Brian Bacskai has a lovely paper on how Alzheimer's disease changes astrocytic calcium signaling. (Synchronous hyperactivity and intercellular calcium waves in astrocytes in Alzheimer mice. Science 27 February 2009, Vol. 323. no. 5918, pp. 1211 - 1215. DOI:10.1126/science.1169096)
They find that in a mouse model of AD that amyloid-beta plaques are foci for the initiation of calcium waves in the astrocyte network. Further, diseased mice have higher resting calcium than normal mice. They use a well established mouse model of AD (APPswe:PSdeltaE9, this has APP Swedish mutations Lys670Asn & Met671Leu, and PS1 Pro264Leu, and is available from Jackson Labs). The advantage of this model is that plaques occur early in life (4.5 months) so it makes research a bit cheaper to do (lower cage costs). It should be stressed that this model along with most other mouse models of AD do not show neuronal loss. Neuronal death from AD is, of course, the fundamental human problem. Karen Ashe has suggested that such mice are models only of the early stages of AD in humans. So she has recently developed a very cool new mouse model in which plauqes and tangles (hyperphosphorylated tau) are inducible (tet-off system). The Ashe mouse shows neuronal loss. As far as I know this is unique mouse model. Back to Bacskai. He finds that calcium transients in astrocytes occur more frequently in AD than WT mice. These signals are somewhat larger than normal and are synchronous. Finally they are not dependent upon neuronal activity. These results suggest that plaques change the calcium buffering of astrocytes in a significant way. (As a side-note, I talked with the first author, Kishore, at SfN in DC in 2008, who told me no one in his lab though looking at astrocytes was worth while. Not a bad result for such an unpromising start!) Similar results have been reported by Haydon and Nedergaard for epilepsy, linking calcium waves to another disease (note most glia biologists now think that in vitro calcium waves are artifactual). It will be interesting to see what the mechanistic explanation is for these transients, and if more advanced mouse models show similar trends.
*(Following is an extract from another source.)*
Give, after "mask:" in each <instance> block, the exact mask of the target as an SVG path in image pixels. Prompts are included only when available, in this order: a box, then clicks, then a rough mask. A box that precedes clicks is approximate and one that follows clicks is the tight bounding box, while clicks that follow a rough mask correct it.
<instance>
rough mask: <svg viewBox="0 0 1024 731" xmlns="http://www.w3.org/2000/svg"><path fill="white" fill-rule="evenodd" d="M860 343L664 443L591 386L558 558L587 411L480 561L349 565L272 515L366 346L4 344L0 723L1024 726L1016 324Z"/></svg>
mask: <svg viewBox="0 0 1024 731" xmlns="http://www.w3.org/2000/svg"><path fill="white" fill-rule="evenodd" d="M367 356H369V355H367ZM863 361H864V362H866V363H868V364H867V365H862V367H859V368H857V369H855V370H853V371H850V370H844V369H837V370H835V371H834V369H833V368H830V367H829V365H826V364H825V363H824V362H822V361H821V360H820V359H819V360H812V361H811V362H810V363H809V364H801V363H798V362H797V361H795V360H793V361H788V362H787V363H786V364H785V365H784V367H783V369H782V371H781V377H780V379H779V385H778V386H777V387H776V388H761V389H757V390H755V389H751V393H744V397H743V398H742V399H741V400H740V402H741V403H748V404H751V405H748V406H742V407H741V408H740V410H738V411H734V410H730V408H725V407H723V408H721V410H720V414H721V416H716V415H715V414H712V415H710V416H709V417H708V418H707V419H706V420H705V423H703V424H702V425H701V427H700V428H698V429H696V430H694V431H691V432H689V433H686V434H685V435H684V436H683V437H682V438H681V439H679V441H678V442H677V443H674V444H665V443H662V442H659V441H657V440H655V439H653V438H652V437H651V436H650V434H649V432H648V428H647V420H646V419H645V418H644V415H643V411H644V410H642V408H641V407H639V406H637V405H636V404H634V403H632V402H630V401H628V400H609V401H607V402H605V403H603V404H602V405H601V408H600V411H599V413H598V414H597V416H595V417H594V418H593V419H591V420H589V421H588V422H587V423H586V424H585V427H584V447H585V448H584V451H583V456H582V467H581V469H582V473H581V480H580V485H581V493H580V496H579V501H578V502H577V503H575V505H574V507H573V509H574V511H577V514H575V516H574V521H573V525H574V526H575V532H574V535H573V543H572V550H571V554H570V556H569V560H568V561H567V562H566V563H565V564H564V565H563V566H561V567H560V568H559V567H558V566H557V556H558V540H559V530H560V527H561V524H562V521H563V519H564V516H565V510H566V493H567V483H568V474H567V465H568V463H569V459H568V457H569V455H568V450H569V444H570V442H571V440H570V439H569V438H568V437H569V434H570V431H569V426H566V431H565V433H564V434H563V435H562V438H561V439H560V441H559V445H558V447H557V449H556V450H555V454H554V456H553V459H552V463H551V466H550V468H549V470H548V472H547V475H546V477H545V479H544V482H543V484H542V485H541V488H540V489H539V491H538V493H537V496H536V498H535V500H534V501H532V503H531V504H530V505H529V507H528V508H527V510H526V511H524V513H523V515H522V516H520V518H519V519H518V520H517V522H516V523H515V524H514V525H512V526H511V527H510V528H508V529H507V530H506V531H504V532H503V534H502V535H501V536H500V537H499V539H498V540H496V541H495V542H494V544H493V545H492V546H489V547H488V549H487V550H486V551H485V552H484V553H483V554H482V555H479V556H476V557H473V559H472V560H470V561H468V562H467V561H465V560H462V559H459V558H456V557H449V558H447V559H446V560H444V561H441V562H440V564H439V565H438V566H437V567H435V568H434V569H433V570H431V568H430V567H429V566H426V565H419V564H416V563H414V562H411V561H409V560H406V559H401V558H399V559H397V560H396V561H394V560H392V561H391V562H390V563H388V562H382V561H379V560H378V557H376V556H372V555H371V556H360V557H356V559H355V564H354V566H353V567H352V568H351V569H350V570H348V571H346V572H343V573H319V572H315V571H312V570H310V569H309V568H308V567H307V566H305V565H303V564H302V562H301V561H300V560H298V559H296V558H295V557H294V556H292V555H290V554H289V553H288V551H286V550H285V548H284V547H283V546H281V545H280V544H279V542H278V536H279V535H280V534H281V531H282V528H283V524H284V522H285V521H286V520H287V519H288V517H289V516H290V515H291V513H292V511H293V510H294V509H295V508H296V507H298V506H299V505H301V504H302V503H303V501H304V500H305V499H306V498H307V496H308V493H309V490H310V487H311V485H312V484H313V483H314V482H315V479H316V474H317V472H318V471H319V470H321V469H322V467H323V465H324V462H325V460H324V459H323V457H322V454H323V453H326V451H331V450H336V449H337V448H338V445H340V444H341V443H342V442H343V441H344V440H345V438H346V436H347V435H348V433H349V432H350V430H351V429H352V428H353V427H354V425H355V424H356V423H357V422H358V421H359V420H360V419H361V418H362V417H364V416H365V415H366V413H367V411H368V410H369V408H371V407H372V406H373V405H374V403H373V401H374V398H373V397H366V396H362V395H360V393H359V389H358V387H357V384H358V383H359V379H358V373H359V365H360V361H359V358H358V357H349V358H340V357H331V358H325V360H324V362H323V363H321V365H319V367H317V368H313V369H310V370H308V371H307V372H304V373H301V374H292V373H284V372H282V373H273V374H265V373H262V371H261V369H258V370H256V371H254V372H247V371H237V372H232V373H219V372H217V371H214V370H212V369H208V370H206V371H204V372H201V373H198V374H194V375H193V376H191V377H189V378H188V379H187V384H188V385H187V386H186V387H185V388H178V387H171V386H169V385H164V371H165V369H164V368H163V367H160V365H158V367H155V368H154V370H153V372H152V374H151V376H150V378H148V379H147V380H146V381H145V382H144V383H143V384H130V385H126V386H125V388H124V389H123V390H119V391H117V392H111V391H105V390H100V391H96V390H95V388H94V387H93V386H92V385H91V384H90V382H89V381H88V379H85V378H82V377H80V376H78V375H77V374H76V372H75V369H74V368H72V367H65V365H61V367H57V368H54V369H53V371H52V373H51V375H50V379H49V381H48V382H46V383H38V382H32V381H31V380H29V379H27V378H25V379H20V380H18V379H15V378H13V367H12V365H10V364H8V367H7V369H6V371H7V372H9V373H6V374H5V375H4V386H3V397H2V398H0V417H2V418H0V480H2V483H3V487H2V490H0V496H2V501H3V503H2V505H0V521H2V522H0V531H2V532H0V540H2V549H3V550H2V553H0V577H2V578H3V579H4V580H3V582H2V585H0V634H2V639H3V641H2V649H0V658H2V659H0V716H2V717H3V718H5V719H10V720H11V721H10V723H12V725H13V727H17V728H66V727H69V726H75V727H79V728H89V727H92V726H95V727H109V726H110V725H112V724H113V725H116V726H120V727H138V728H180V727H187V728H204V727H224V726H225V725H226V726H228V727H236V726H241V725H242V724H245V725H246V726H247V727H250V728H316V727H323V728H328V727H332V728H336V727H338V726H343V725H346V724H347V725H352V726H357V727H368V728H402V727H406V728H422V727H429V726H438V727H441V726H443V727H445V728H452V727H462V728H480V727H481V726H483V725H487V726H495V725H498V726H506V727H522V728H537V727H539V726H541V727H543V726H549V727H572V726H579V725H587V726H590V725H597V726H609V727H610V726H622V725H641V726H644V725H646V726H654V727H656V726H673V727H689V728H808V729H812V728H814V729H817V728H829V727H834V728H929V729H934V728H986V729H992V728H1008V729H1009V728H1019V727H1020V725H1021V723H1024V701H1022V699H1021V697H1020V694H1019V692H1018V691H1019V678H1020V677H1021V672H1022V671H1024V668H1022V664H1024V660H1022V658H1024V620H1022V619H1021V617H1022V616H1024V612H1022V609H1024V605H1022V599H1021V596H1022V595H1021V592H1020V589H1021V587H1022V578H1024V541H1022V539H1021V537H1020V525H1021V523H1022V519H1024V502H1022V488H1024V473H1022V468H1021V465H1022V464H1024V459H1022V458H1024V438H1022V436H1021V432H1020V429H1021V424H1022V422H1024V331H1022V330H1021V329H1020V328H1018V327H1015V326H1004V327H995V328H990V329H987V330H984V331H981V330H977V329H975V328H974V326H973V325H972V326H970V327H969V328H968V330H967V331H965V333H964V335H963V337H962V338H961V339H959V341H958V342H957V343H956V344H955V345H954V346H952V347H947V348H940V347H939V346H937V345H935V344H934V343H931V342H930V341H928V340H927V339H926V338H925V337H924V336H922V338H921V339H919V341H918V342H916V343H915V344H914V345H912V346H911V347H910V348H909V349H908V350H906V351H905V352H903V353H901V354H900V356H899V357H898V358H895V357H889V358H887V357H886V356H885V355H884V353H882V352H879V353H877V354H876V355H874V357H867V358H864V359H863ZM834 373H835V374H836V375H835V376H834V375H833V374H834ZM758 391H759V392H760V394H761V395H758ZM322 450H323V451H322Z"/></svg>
Amyloid Plaque and Neurofibrillary Tangle Pathology in a Regulatable Mouse Model of Alzheimer’s Disease. Am. J. Path. (2008) 173:762-772.

Enhanced astrocytic Ca signals contribute to neuronal excitotoxicity after status epilepticus. J. Neurosci. (2007) 27:10674-10684.

An astrocytic basis of epilepsy. Nature Med. (2005) 11:973-981.

Animal models of Alzheimer's disease and frontotemporal dementia. Nature Rev. Neurosci. (2008) 9:532-544.